Il Global Risks Report 2026 del World Economic Forum le colloca al secondo posto in termini di gravità del rischio a livello globale e sottolinea come la disinformazione e le manipolazioni attraverso le nuove tecnologie dell’intelligenza artificiale possono approfondire le divisioni politiche, culturali o identitarie all'interno delle società, corrodendo il dibattito pubblico e indebolendo le risposte alle crisi.
Nel suo messaggio del 24 gennaio in occasione della giornata mondiale delle comunicazioni sociali, papa Leone XIV avverte che preservare la centralità dell’uomo – “volti e voci sono sacri” – implica una sfida antropologica che coinvolge la società intera a tutti i livelli in un’alleanza fondata su tre pilastri: responsabilità, cooperazione e educazione.
Il ruolo dell’informazione assume un’importanza fondamentale in quest’ottica. Da un lato diviene più che mai necessaria per creare una più precisa consapevolezza dei cittadini e delle realtà sociali che la compongono, in particolare quelli più esposti a situazioni di rischio per età, condizioni di debolezza o fragilità, e per situazioni sociali (adolescenti, anziani, minoranze). Dall’altro è chiamata ad un dovere di ricerca della verità dei fatti, che non sarebbe in sé un compito nuovo, ma si presenta oggi quanto mai difficile.
L’Europa in questa sfida sta cercando di dotarsi degli strumenti giusti di difesa. La consapevolezza dei propri valori di libertà e democrazia, un tempo faro di civiltà nel mondo intero, risente l’insidia della solitudine in un contesto globale ostile, dove dietro questa enorme forza invisibile c’è solo una manciata di aziende.
La forza dell’Europa, spesso criticata perché considerata un vincolo troppo oneroso per le imprese, è proprio la sua capacità di regolamentare anche i settori più sfuggenti. E’ grazie a questa forza che importanti normative come il Digital Service Act o l’Artificiale Intelligence Act hanno potuto porre dei limiti alla proliferazione di pratiche scorrette e pericolose nel mondo delle tecnologie digitali e delle grandi piattaforme on line.

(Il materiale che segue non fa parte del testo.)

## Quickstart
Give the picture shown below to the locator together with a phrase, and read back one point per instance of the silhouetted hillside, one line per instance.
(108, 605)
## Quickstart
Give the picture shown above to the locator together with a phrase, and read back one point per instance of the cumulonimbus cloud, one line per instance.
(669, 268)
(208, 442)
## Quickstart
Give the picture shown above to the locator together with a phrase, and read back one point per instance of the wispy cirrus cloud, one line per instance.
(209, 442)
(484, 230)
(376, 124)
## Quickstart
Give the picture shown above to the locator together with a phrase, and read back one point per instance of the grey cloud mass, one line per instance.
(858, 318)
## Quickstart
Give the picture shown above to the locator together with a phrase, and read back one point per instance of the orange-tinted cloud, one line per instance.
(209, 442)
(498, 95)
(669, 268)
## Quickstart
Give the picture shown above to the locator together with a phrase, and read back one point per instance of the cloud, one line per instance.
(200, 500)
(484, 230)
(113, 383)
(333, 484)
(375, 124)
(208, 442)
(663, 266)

Certo non basta. Occorre difendersi, e difendere l’indipendenza del giornalismo e di chi vuole continuare a svolgere questo lavoro con onestà e trasparenza. Un passo importante in questa direzione è stato fatto con l’adozione dello Scudo della Democrazia, sviluppato congiuntamente dalla Commissione Europea e dal Servizio Europeo per l'Azione Esterna, che mira a rafforzare l'integrità dello spazio informativo nei processi elettorali ed in altri ambiti della democrazia.

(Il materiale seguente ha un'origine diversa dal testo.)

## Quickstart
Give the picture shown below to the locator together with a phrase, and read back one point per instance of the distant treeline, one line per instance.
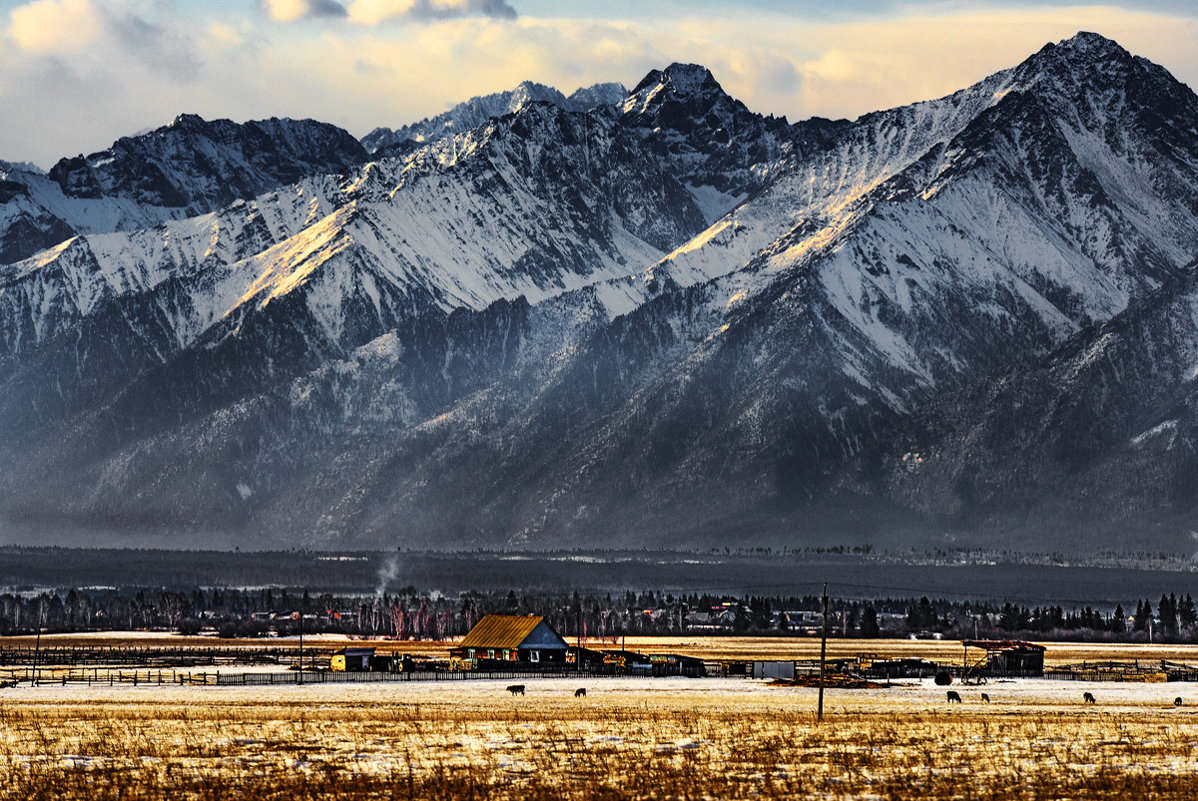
(411, 614)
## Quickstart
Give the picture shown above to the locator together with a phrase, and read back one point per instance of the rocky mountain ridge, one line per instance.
(665, 320)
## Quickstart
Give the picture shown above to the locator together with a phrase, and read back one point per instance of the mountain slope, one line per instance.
(667, 321)
(187, 168)
(382, 143)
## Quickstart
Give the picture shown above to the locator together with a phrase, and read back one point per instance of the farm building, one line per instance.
(524, 639)
(677, 665)
(351, 659)
(1006, 657)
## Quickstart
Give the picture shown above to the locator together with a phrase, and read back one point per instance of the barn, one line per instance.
(1006, 657)
(508, 639)
(351, 659)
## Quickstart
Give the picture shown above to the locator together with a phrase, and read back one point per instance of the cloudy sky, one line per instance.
(76, 74)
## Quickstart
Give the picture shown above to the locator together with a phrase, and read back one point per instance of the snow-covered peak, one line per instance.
(201, 165)
(588, 97)
(679, 83)
(478, 110)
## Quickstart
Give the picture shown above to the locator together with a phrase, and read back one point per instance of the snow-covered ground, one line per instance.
(911, 695)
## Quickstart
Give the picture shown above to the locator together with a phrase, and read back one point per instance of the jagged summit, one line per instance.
(199, 165)
(670, 320)
(679, 79)
(382, 143)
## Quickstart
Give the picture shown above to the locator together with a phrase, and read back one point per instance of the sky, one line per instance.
(77, 74)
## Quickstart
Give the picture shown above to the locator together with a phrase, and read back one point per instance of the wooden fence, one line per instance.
(106, 677)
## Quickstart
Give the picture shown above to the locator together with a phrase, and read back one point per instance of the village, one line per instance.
(504, 647)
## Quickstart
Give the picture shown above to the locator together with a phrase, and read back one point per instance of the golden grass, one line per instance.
(655, 740)
(709, 648)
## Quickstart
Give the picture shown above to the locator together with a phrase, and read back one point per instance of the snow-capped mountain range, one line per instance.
(623, 317)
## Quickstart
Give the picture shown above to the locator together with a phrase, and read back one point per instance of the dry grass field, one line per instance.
(628, 738)
(709, 648)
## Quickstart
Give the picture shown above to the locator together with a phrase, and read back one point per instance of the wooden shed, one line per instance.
(1010, 657)
(351, 659)
(503, 639)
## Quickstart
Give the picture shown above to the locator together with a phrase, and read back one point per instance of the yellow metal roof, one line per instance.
(500, 631)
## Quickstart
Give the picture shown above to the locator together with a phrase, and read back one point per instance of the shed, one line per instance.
(1008, 657)
(351, 659)
(525, 639)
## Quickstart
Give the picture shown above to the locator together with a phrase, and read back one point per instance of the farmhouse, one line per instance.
(506, 638)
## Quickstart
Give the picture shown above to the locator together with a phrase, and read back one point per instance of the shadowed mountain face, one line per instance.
(659, 321)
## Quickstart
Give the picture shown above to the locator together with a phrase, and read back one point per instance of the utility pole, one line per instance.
(823, 653)
(300, 680)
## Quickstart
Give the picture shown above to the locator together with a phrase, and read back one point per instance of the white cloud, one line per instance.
(54, 25)
(289, 11)
(373, 12)
(127, 65)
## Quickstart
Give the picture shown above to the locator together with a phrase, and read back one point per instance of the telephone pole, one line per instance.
(823, 653)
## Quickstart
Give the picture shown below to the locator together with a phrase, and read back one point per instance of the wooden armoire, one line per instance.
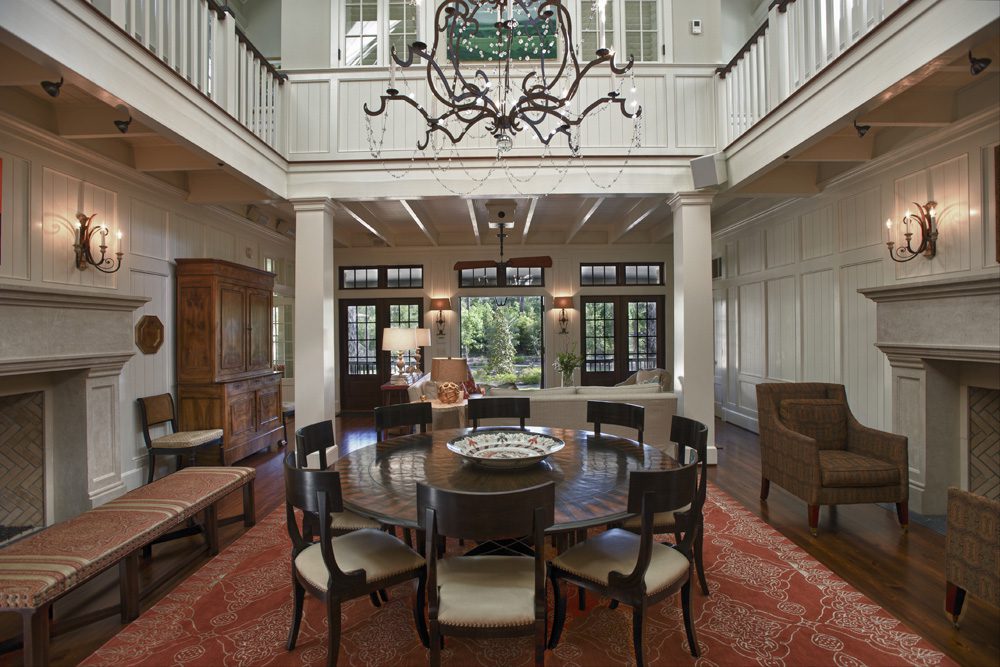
(224, 374)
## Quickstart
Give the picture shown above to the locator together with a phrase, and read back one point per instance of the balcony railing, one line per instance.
(797, 41)
(200, 41)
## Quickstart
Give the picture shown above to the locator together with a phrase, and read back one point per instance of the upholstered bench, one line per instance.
(39, 569)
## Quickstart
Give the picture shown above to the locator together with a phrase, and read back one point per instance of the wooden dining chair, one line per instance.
(486, 596)
(336, 569)
(628, 415)
(635, 569)
(184, 445)
(498, 408)
(689, 434)
(402, 414)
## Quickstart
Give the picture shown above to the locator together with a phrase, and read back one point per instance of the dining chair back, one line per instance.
(402, 414)
(635, 569)
(337, 569)
(497, 408)
(314, 438)
(628, 415)
(486, 596)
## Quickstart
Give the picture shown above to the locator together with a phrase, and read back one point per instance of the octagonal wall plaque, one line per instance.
(149, 334)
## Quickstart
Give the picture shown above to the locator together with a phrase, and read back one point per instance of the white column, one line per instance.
(315, 313)
(693, 339)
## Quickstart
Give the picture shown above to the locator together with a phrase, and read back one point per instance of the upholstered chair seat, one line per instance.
(377, 553)
(486, 591)
(187, 438)
(617, 550)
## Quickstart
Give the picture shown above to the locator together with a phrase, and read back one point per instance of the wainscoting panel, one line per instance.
(782, 341)
(861, 222)
(14, 231)
(819, 340)
(863, 367)
(818, 228)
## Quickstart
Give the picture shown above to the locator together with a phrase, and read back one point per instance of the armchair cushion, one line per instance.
(841, 468)
(822, 419)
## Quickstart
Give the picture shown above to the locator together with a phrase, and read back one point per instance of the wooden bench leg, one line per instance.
(35, 624)
(212, 529)
(249, 508)
(128, 585)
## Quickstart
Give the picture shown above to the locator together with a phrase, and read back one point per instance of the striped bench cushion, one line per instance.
(42, 567)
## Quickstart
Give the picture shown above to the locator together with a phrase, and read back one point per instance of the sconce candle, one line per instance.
(85, 231)
(925, 220)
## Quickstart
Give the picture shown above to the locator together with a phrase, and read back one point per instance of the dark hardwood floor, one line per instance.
(902, 572)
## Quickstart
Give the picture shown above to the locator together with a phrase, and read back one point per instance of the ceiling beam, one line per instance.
(642, 210)
(169, 158)
(219, 187)
(430, 234)
(96, 123)
(373, 227)
(797, 180)
(839, 148)
(583, 219)
(528, 219)
(473, 220)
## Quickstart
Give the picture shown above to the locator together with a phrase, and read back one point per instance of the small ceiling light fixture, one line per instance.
(122, 125)
(925, 220)
(563, 302)
(52, 87)
(977, 65)
(85, 231)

Nella sua dimensione esterna il contrasto alla disinformazione vede anche un’azione condotta dalle istituzioni europee in particolare contro la propaganda russa, come la recente decisione del Consiglio UE di imporre nuove misure restrittive su personalità russe accusate di diffondere disinformazione sulla guerra in Ucraina, come i presentatori televisivi Dmitry Guberniev, Ekaterina Andreeva e Maria Sittel, o come il propagandista Pavel Zarubin.
Ma il vero terreno di gioco, come avverte anche Papa Leone XIV, è l’educazione, con l’introduzione nei sistemi educativi ad ogni livello dell’alfabetizzazione ai media, all’informazione e all’IA: senza trascurare gli anziani ed i membri emarginati della società.
In questo senso l’Europa deve saper raccordare la cultura umanistica che da sempre indirizza l’uomo verso lo sviluppo delle facoltà di riflessione, analisi e pensiero critico, con i cambiamenti nella percezione della realtà indotti dalla rivoluzione delle tecnologie digitali.
E qui, oltre alle varie “strategie” ( strumento ampiamente usato dalla UE negli ultimi anni) occorre che l’UE impari a porre in essere anche le “tattiche” che ne conseguono.